La CRR elle-même a d'ailleurs souligné la brièveté du délai de recours actuel, inférieur de moitié au délai de recours devant les juridictions administratives de droit commun. Et, considérant que ce recours « n'est pas une simple formalité de saisine de la juridiction », elle estime qu'il est recevable dès lors que son envoi -et non sa réception- intervient avant l'expiration du délai d'un mois.

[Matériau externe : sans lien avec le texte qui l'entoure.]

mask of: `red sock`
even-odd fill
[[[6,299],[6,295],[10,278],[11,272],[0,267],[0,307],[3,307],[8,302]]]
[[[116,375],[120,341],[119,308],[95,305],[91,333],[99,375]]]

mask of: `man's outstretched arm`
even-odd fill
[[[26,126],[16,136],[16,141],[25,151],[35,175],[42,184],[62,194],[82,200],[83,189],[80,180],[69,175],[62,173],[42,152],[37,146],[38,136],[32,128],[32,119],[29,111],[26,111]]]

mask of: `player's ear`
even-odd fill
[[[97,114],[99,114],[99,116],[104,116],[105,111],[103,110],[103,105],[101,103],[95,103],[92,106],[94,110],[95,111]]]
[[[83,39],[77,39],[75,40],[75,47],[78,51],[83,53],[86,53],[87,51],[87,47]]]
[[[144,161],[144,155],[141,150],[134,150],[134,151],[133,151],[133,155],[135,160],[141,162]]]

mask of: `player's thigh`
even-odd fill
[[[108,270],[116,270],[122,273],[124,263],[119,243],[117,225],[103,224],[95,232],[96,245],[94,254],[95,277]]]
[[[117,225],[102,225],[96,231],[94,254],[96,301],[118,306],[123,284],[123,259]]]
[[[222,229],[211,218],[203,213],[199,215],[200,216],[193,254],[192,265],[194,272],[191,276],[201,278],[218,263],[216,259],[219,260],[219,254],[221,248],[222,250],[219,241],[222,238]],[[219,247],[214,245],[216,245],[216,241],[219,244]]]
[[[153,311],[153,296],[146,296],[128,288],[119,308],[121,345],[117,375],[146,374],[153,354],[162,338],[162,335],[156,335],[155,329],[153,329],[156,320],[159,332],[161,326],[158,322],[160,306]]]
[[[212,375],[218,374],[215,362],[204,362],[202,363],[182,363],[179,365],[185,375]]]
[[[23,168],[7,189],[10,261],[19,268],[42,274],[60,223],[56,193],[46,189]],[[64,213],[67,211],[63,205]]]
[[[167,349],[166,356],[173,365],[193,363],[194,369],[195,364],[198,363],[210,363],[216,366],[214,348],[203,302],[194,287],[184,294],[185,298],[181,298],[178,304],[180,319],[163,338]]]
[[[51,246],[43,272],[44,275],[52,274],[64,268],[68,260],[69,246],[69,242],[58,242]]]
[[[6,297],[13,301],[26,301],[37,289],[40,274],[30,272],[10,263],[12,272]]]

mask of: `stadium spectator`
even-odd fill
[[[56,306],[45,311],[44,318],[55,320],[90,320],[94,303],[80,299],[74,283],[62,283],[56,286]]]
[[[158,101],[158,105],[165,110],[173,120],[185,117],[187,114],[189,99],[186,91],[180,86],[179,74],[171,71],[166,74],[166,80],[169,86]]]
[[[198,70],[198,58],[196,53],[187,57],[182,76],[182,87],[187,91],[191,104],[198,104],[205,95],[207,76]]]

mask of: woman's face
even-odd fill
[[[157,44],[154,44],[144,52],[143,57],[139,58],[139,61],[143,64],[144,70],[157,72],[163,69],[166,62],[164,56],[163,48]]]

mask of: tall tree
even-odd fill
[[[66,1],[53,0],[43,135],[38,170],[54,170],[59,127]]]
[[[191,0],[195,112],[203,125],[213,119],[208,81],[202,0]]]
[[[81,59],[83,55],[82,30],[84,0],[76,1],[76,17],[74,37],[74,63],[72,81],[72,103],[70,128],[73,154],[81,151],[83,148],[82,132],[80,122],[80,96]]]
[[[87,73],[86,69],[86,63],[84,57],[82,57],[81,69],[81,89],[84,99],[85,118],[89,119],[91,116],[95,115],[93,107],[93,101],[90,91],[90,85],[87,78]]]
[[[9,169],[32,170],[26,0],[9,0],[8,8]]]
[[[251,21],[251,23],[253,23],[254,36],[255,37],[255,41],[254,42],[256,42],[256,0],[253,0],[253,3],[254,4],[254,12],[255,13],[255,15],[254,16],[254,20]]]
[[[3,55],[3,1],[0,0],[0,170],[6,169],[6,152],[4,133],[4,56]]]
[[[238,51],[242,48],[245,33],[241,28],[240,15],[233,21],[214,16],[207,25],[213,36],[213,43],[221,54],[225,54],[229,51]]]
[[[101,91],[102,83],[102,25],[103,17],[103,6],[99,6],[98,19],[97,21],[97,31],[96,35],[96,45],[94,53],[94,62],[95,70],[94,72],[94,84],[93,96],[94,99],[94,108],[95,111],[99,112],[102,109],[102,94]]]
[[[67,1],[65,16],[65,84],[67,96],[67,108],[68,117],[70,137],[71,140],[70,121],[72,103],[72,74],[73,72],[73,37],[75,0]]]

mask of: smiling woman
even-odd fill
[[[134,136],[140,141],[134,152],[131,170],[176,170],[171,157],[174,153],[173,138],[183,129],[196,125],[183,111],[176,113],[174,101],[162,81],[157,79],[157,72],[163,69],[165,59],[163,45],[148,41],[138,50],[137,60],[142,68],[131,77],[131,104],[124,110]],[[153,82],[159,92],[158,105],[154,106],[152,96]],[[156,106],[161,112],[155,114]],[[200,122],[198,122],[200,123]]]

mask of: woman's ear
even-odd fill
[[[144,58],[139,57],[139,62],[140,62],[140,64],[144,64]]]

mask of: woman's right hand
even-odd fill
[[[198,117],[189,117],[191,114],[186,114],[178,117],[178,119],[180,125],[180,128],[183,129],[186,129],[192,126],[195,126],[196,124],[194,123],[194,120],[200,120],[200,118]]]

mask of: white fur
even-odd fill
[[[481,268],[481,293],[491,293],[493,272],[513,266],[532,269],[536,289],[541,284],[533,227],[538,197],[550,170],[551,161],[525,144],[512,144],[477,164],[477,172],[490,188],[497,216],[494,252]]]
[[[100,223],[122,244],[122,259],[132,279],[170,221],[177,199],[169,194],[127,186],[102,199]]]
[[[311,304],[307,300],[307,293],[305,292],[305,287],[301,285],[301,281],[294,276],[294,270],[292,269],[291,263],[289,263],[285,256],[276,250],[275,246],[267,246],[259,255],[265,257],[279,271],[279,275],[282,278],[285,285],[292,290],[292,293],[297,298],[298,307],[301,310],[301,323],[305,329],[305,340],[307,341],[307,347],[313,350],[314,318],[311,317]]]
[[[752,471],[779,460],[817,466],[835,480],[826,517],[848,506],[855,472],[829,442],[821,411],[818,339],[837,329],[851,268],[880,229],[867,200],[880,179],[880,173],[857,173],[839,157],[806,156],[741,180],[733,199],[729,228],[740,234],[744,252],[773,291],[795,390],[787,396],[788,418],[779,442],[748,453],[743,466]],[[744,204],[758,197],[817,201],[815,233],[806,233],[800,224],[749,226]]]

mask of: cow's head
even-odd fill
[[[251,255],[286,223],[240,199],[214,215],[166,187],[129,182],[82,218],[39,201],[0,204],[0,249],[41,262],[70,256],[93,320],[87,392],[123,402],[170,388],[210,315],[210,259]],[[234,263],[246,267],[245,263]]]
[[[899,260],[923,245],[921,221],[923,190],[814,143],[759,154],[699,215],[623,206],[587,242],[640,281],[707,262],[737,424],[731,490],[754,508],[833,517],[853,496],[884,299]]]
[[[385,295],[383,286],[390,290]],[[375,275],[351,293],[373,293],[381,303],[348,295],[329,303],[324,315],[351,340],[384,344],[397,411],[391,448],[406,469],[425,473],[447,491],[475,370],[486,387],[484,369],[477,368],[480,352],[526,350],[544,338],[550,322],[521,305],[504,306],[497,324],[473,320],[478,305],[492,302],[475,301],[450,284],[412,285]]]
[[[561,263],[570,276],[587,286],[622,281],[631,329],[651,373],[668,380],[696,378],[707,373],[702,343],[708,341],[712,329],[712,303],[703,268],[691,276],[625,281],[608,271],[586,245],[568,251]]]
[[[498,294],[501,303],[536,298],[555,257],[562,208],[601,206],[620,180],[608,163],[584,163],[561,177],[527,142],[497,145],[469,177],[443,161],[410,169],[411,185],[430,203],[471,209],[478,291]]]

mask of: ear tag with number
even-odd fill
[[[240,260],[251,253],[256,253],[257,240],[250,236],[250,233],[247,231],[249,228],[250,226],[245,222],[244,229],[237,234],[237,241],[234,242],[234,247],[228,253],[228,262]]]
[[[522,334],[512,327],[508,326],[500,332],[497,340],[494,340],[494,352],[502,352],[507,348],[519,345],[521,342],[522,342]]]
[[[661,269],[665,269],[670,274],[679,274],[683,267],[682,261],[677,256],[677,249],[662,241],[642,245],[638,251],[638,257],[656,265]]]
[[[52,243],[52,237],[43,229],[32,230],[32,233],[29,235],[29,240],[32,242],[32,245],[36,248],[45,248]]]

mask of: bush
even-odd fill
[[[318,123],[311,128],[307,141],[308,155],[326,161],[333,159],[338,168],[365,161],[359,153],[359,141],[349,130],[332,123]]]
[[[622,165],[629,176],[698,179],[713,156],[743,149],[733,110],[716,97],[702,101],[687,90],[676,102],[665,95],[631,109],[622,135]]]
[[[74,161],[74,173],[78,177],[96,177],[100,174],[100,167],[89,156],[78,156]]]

Il serait donc sans doute souhaitable de renoncer à faire peser sur les demandeurs d'asile la charge de la réduction des délais de procédure, sauf à prendre le risque de paraître leur marchander les moyens de faire valoir leurs droits dans un système juridique complexe et qui leur est, somme toute, sans doute moins favorable que ceux qui font une plus large place à l'oralité.
Recommandation n° 28 : Maintenir à un mois le délai de recours contre les décisions de l'OFPRA devant la CRR. |
* 107 Qui ne devait être publiée que deux ans plus tard (directive 2005/85/CE du Conseil du 1 er décembre 2005, publiée au Journal officiel de l'Union européenne du 13 décembre 2005).
* 108 Articles L.741-4 (2°) et L.742-6 CESEDA.
* 109 Deuxième alinéa de l'article L.723-1 CESEDA.
* 110 Bénin, Bosnie-Herzégovine, Cap Vert, Croatie, Géorgie, Ghana, Inde, Mali, Maurice, Mongolie, Sénégal, Ukraine.
* 111 Règlement CE n° 343/2003 du Conseil du 18 février 2003.
* 112 La peine de mort, la torture ou des peines ou traitements inhumains ou dégradants, les menaces graves résultant d'une situation de violence généralisée ou d'un conflit armé.
* 113 14 bornes ont été installées en 2003, et cinq en 2005, l'acquisition de 20 bornes supplémentaires étant prévue sur les exercices 2006 et 2007. La base de données EURODAC permet la comparaison des empreintes digitales des personnes ayant demandé l'asile dans un Etat membre de l'Union européenne.
* 114 Au total, 124.527 demandeurs d'asile ont été déboutés sur la période 2001 à 2005, dont 39.613 en 2004 et 55.678 en 2005.